G.J. Cheng, Yi Zhang
Purdue University, US

Keywords: direct pulsed laser crystallization, thin film solar cell, photoactive thin films, CIGS


Photoactive semiconductor materials used for thin film solar cells have been considered one of the most promising technologies with demonstrated high efficiency in both lab scale cells. World-wide research and development (R&D) have been carried out for years to improve the quality of thin film solar cells, especially on the absorbent layer. The most often seen obstacles are defects in the absorbent layer. Rapid thermal annealing (RTA) has been widely used to reduce internal defects because of its relatively low cost and uniform crystallization.

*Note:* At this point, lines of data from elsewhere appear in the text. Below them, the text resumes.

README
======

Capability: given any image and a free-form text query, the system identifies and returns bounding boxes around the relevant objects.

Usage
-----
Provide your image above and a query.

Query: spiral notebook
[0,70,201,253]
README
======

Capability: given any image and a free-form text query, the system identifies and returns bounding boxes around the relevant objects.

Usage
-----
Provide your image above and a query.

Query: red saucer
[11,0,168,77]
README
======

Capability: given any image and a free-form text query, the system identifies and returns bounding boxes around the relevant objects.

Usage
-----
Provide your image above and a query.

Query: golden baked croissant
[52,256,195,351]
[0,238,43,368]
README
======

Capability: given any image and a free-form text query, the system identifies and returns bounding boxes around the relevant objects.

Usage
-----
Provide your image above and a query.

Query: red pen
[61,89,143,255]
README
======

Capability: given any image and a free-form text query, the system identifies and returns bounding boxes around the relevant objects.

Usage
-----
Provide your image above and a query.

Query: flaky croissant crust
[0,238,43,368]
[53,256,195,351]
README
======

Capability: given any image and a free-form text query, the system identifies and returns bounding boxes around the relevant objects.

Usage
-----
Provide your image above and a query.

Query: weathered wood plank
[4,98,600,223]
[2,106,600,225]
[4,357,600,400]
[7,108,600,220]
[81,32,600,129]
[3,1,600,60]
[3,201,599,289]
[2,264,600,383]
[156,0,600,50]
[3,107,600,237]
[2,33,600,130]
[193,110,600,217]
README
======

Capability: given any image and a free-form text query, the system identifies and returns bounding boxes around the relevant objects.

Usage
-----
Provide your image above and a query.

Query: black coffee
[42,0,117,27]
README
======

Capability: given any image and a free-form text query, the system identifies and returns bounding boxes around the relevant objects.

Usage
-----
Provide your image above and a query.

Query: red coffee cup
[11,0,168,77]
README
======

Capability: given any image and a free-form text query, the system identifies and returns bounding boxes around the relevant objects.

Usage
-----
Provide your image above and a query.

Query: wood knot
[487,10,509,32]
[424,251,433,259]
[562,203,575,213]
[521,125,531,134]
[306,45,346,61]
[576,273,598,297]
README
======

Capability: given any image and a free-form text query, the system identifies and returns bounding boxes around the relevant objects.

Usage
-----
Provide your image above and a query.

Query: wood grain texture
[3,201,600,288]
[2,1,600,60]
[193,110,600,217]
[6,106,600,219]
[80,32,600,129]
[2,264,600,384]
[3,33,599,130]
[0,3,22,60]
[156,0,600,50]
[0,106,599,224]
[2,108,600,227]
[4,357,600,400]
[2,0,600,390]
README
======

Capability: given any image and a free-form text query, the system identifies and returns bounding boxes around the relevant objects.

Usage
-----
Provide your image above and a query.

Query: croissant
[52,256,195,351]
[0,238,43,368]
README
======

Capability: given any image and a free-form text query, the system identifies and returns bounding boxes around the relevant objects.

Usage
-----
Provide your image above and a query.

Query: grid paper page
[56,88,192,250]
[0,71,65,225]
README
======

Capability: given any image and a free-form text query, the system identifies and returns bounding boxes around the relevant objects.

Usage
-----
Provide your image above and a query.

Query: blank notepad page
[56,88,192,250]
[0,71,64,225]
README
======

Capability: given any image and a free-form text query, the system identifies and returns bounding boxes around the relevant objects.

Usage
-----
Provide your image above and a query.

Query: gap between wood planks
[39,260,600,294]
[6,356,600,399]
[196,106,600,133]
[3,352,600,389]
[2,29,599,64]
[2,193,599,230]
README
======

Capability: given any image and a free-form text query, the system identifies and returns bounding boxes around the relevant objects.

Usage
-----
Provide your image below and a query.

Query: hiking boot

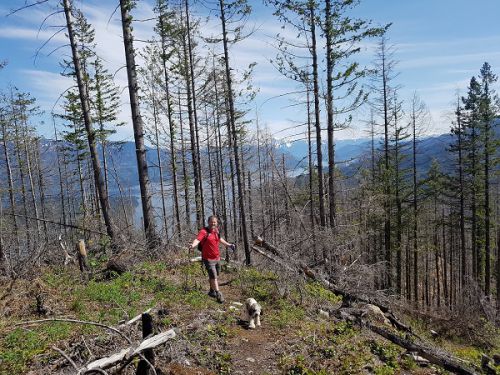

However, RTA has some intrinsic problems, including non-selective, slow, high temperature, quasi-static temperature change leading to poor control of grain size, use of costly vacuum/inert gas systems. Here, a cost effective and rapid thermal processing technique called direct pulsed laser crystallization (DPLC) is introduced to crystallize photoactive nanoparticle ink for thin film solar cells at room temperature and atmospheric pressure. DPLC has great potentials in scalable production because it is performed at atmospheric environment and completed within a few hundreds of nanoseconds. A typical increase of 7.9% (visible range) and 19.2% (near infrared range) in optical absorptance is obtained under optimal DPLC conditions. Selectivity and smoothening effect of DPLC are also discussed in this study.